Infections: diskitis.
Inflammatory conditions: ankylosing spondylitis, sacro-iliac misalignment.
Developmental anomalies: Chiari malformation, tethered cord, cord lipoma.
Mass lesions: angiolipoma, arteriovenous hemangioma, cavernous hemangioma.
Sacral lesions: Ewing’s sarcoma, osteoblastoma, hemangiopericytoma, chordoma.
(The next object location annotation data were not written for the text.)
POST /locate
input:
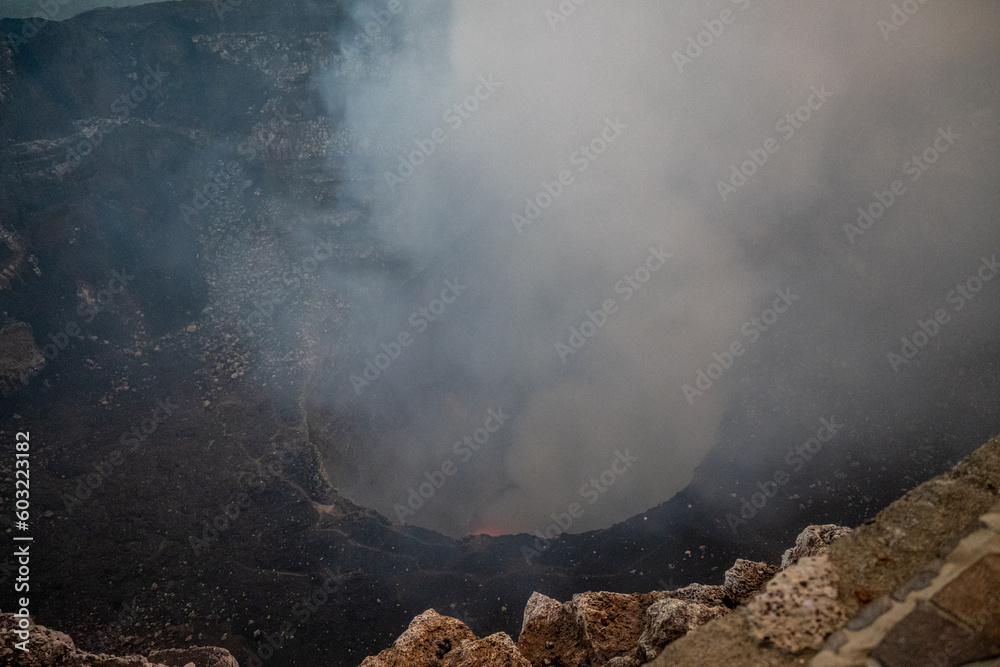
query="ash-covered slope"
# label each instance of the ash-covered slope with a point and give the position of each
(168, 205)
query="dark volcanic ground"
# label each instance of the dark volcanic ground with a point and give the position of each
(235, 114)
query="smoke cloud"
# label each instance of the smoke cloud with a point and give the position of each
(606, 213)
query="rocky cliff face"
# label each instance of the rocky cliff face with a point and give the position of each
(169, 194)
(165, 169)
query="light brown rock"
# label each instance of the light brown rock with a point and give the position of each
(746, 578)
(611, 622)
(711, 596)
(670, 619)
(497, 650)
(550, 633)
(799, 607)
(428, 639)
(813, 541)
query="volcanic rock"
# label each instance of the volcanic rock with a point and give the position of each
(671, 619)
(813, 541)
(51, 648)
(746, 578)
(799, 607)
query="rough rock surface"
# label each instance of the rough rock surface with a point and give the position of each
(611, 622)
(428, 639)
(550, 634)
(799, 607)
(813, 541)
(746, 578)
(497, 650)
(712, 596)
(51, 648)
(615, 629)
(671, 619)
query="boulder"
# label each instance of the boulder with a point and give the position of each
(746, 578)
(799, 607)
(813, 541)
(671, 619)
(551, 634)
(428, 639)
(611, 622)
(497, 650)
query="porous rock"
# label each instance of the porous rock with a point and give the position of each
(428, 639)
(813, 541)
(712, 596)
(799, 607)
(550, 633)
(746, 578)
(497, 650)
(611, 622)
(670, 619)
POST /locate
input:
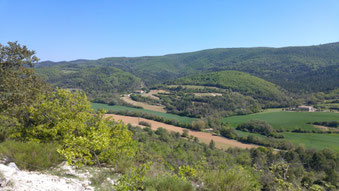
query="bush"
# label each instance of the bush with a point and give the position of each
(168, 183)
(30, 155)
(237, 178)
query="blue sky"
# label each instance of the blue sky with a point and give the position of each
(73, 29)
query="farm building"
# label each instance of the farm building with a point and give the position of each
(306, 108)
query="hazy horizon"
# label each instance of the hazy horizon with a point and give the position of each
(70, 30)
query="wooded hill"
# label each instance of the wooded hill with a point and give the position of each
(241, 82)
(298, 69)
(99, 83)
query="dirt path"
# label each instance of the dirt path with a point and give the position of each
(158, 108)
(220, 142)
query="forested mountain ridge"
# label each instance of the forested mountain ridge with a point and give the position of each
(99, 83)
(236, 81)
(307, 68)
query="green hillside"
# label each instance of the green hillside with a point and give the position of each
(309, 68)
(238, 82)
(285, 120)
(99, 83)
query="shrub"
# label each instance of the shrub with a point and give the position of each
(237, 178)
(30, 155)
(168, 182)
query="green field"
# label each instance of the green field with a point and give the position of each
(293, 120)
(124, 108)
(313, 140)
(285, 120)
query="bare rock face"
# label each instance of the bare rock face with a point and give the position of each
(12, 178)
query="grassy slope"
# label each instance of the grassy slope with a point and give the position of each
(292, 120)
(293, 68)
(124, 108)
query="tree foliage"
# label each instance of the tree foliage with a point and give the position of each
(19, 86)
(84, 137)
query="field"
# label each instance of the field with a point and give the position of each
(220, 142)
(313, 140)
(194, 87)
(285, 120)
(293, 120)
(124, 108)
(144, 105)
(152, 93)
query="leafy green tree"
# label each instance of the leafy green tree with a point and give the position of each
(19, 86)
(84, 137)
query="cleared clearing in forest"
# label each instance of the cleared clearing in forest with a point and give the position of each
(220, 142)
(151, 94)
(144, 105)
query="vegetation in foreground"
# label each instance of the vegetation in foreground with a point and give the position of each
(63, 124)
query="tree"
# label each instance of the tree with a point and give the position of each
(19, 86)
(83, 136)
(212, 144)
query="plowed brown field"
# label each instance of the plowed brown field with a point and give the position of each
(220, 142)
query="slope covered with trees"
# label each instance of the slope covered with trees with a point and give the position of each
(40, 127)
(237, 82)
(299, 69)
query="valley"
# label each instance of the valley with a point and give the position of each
(220, 142)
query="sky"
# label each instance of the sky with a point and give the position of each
(87, 29)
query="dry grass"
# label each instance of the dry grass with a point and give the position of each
(207, 94)
(151, 94)
(147, 106)
(324, 128)
(220, 142)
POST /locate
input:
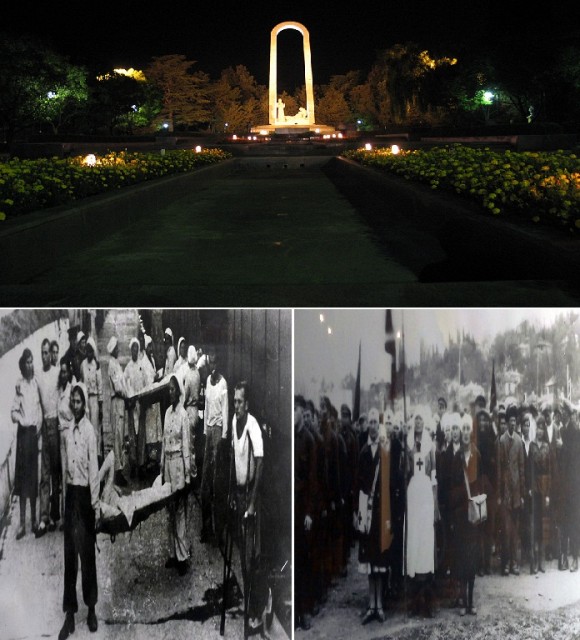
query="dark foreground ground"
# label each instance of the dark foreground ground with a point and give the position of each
(525, 607)
(278, 232)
Pelvic lesions: hematocolpos.
Diskitis, or intervertebral disk inflammation, is an uncommon and poorly understood disorder that generally presents in childhood with back pain, limp, and refusal to walk. It can be associated with decreased muscle strength and/or hyporeflexia. Although diskitis is believed to be infectious, positive bacterial cultures are rarely obtained. Imaging studies show narrowing of the intervertebral disk space and/or increased uptake in the area on bone scan, and most authors advocate antibiotic therapy. Disk protrusion into the spinal canal in diskitis may underpin radicular pain and focal weakness in a small proportion of children with this condition.
In older children, especially adolescent boys, ankylosing spondylitis is an important consideration in the differential diagnosis of sciatica. There may be a history of early morning stiffness and “jelling,” associated with diminished chest excursion on examination. Sacroiliac joint misalignment can also cause back pain.